英雄は死なない。幻想と失望と孤独をその肩に背負い独り静かに薄闇の彼方へ消えてゆく。


彼が目覚めたのは10時過ぎ、いつもより少し遅い時刻だった。ベットから起き上がり、冷蔵庫を開けて茶を取り出し、ゴクゴクと音を鳴らして飲んだ。それから、適当な菓子パンで朝食。歯を磨き、着替えて、枕元にあった指輪を手に取った。内側に光を溜め込んでいるような輝きを放つ、不思議な宝石が埋め込まれている代物。もうかなり昔、故郷から旅立つときに、餞別にと渡された物である。もう長い間使われていなかったのだろうか、少し埃を被っている。彼は丁寧な仕草でそれを拭うと、右手の指にはめた。灰白色の外套をクローゼットから引 き出して着込む。仕事以外で外出するのは何ヶ月ぶりだろうか、彼は考えて、苦笑した。最後の休日からもう半年も経っていた。

今日の外出先は、まず喫茶店。街で一番大きなおもちゃ屋。町外れにある小高い丘。


外に出た。緩やかな坂道を下る。どこまでも広がる灰色の雲の切れ目から、蒼く、透き通った天空が垣間見えた。師走も今日で終わり、明日からは、また新しい年が始まる。街には活気が満ち溢れていた。年明けには大きなショッピングセンターが開店するので、この町の商店街は必死の安売り攻勢を行っていた。普段はひっそりと死人のように佇んでいる店舗群は、蕎麦やら、餅やら、正月に飲み食いするものを買いだめしようとする客で、いつにない賑わいを見せていた。丁度、蝋燭が消える前の一瞬の輝き、そのようなものなのだろうか。彼はそんな ことを考えながら、人ごみをすり抜け、少し小道を入ったところにある、或る喫茶店へと足を運ぶ。
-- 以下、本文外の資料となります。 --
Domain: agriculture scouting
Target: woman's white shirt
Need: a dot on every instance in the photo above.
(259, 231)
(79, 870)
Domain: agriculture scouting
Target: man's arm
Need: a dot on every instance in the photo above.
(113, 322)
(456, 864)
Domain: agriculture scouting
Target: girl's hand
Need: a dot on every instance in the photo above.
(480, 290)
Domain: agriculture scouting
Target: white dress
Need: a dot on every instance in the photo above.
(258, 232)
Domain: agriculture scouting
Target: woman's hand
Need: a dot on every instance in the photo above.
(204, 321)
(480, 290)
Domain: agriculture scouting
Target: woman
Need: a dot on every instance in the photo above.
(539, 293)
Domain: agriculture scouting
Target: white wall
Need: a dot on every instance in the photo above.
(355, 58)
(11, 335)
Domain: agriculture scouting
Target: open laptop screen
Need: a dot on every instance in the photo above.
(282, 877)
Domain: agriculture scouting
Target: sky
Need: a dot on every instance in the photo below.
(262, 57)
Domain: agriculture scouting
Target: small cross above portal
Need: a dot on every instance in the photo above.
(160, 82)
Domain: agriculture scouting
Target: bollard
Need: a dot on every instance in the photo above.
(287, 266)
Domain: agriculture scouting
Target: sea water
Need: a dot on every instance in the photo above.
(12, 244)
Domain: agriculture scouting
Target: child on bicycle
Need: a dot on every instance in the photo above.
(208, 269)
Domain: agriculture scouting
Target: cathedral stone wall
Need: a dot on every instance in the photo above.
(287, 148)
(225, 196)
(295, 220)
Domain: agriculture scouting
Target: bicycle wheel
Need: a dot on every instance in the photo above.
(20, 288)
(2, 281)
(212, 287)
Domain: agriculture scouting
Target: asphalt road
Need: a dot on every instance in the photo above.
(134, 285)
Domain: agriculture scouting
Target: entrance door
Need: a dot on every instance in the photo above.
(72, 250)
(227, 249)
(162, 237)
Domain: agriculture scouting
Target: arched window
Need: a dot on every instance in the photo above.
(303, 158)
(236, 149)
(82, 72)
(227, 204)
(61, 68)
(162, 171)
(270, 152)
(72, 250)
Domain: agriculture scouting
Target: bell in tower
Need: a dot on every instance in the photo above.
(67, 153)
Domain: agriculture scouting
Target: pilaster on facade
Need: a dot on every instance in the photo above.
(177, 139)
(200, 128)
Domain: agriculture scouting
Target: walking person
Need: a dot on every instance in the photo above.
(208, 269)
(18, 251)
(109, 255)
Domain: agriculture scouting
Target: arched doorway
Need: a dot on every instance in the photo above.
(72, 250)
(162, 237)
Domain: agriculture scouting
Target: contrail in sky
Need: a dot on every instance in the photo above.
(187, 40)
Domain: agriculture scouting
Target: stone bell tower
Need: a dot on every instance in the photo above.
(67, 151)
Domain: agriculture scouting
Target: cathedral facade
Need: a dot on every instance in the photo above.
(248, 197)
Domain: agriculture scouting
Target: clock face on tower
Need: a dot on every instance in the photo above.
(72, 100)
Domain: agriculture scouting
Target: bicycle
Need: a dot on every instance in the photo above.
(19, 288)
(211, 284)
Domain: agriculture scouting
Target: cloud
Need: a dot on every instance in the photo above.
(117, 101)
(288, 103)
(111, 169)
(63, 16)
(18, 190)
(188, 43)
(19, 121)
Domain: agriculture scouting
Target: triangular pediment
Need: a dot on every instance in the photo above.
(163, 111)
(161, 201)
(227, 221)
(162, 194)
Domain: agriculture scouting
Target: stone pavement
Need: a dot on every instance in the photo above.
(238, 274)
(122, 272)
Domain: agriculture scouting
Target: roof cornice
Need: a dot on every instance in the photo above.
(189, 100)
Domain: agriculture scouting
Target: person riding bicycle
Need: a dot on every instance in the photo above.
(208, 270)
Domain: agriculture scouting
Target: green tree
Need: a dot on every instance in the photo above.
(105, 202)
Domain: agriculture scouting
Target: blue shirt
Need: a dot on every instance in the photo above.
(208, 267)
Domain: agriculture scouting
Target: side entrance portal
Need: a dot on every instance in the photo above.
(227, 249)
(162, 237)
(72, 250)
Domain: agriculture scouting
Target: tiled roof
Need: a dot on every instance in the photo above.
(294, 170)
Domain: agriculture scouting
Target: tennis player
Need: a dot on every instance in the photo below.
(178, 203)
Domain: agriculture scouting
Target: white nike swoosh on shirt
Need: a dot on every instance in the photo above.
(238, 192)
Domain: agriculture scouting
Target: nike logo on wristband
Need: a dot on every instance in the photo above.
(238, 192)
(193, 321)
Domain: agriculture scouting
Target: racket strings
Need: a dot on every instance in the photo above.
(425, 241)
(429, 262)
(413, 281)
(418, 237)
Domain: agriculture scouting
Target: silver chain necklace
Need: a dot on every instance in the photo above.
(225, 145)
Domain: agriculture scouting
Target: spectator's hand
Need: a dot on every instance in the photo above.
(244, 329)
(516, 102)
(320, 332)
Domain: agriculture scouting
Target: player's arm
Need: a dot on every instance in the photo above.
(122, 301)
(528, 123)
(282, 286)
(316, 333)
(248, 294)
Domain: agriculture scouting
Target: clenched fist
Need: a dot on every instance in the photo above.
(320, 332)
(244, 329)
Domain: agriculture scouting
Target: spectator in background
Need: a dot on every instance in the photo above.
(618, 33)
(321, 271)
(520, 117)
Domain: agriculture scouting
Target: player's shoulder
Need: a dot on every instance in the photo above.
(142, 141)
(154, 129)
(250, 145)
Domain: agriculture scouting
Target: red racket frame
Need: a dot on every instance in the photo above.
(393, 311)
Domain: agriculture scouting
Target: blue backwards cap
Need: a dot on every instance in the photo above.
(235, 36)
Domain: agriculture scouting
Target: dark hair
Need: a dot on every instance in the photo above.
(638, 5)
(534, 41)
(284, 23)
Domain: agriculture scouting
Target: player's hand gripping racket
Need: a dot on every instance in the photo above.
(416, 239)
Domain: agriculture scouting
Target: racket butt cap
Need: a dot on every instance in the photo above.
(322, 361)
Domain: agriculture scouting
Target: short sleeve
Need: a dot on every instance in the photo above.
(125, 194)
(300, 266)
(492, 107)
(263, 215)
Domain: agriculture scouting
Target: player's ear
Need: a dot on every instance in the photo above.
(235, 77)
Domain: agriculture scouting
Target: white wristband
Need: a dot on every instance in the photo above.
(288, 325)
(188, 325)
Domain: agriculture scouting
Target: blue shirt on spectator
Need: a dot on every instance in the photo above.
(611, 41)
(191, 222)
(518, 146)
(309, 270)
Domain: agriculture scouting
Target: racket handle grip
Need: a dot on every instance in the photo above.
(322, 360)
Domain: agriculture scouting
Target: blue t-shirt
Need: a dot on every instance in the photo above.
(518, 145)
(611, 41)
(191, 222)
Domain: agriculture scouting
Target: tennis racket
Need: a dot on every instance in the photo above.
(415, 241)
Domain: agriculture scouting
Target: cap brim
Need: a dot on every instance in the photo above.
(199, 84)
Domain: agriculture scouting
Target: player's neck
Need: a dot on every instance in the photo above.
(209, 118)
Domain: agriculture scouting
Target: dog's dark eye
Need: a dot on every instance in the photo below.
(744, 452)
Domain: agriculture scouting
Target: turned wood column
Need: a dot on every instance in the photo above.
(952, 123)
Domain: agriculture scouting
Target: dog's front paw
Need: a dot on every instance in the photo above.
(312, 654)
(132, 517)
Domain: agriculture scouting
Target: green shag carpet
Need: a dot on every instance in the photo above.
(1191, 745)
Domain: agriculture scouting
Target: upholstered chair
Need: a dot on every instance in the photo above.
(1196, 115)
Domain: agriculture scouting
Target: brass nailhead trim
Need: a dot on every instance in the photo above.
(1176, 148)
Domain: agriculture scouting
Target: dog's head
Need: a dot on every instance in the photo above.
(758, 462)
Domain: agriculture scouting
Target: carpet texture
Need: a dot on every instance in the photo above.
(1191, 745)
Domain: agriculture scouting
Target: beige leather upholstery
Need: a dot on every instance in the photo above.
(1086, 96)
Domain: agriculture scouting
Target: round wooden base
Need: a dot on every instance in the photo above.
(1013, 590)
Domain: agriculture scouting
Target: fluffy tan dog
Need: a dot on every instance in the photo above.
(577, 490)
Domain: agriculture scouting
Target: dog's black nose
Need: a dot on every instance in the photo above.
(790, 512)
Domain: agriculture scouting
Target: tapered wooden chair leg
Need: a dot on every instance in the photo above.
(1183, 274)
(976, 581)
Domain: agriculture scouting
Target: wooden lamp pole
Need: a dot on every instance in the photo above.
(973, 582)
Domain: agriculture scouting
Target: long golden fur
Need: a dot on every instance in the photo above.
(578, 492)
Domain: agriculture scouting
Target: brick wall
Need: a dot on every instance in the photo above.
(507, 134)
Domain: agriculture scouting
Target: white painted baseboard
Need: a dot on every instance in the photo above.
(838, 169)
その喫茶店は初老のマスターが独りで経営している。この店を彼は愛していた。時を吸い込んで艶やかなカウンターの色。ほろ苦い珈琲の香。欠ける所無く、全て好きだった。

木の扉を開けて、カウンターの前のいつもの席に陣取り、珈琲をブラックで一つ。

「どうも、久しぶり。最近、めっきり寒くなってきたねえ」
「ええ。・・・あれ、お客さん。その指輪・・・」
「ああ、コレか。大掃除してたら見つけたんだ、偶然。久しぶりに付けてみたんだが、何か変な感じだ」
「・・・しかし、いつ見ても不思議な光り方、しますねぇ。何て言う宝石なんです?」
「さあ。親からの貰い物だから、俺にはわからないな」


「・・・マスター、聞きたいことがあるんだが」
「なんでしょう」
「この店、もう閉店するって聞いたんだけど・・・本当なのか?」
「・・・私ももう、この歳ですしねぇ」
「そんなことは無いよ、マスター。まだまだ若い。現役じゃないか」
「ハッハ、そういってもらえると嬉しいですよ。けどね、お客さん。あれ、見てください」

窓の向こうにはショッピングセンター。

「古いものは消えていくんです。・・・自然なことですよ」
「・・・・」


グラスを磨く手を止めてマスターは言った。彼は何も言わず、立ち昇る湯気もろとも珈琲を飲み込んだ。哀しみと苦味で舌が黒く染まる。心地良いジャズの調べだけが店内には響いていた。窓の外を眺めながら、少しずつ、味わって珈琲を飲み干す。小さなカップはすぐ空になった。お礼を言い、金を払って店を出る。マスターに最後の挨拶、何か気のきいた台詞、言えればよかったが、言えなかった。言えばもうそれきりになるような気がして。


午後はまだ1時を回ったところであった。彼は喧騒の中を独り歩いて、街一番の大きいおもちゃ屋さんに向かう。久方ぶりの暇な年末は家でのんびり過ごすと決めていたので、何か、テレビゲームのような暇つぶしの道具を買う必要があった。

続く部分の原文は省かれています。